Located at the Valld’Hebron Research Institute (VHIR) in Barcelona, Unit 20 In vivo Experimental Platform has three different sections, a Molecular Imaging section for in vivo, ex vivo and in vitro imaging studies (fluorescence, bioluminescence and X-rays), a preclinical animal model section and a preclinical histology section. All three sections are included within the Functional Validation & Preclinical Research (FVPR) of CIBBIM-Nanomedicine.

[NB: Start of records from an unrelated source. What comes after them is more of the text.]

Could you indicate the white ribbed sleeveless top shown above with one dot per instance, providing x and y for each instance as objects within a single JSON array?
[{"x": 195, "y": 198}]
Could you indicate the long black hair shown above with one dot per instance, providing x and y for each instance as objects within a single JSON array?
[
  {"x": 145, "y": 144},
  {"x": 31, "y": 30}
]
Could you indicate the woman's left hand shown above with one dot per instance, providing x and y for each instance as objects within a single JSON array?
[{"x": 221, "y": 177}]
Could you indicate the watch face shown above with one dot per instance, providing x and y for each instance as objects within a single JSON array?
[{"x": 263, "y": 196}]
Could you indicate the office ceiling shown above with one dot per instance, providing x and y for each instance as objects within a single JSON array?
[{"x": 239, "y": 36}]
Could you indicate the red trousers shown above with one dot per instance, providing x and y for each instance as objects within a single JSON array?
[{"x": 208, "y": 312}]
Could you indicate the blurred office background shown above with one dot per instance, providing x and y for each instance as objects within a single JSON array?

This unit is led by Dr. Ibane Abasolo (Head of FVPR). Its mission is to offer products and services for the preclinical proof-of-concept validation of therapeutic compounds and biomarkers with potential clinical applications. One of the distinguishing features of this unit is that basic preclinical studies including toxicology, histopathology and efficacy treatments are complemented with non-invasive optical imaging technologies. In vivo bioluminescence and fluorescence imaging allows monitoring of living mice longitudinally, offering real time insight into treatment efficacy, whole-body biodistribution and target mechanisms. Although in Spain there are other institutions with similar equipment, this is the only case in which imaging services can be combined with specifically devoted animal models.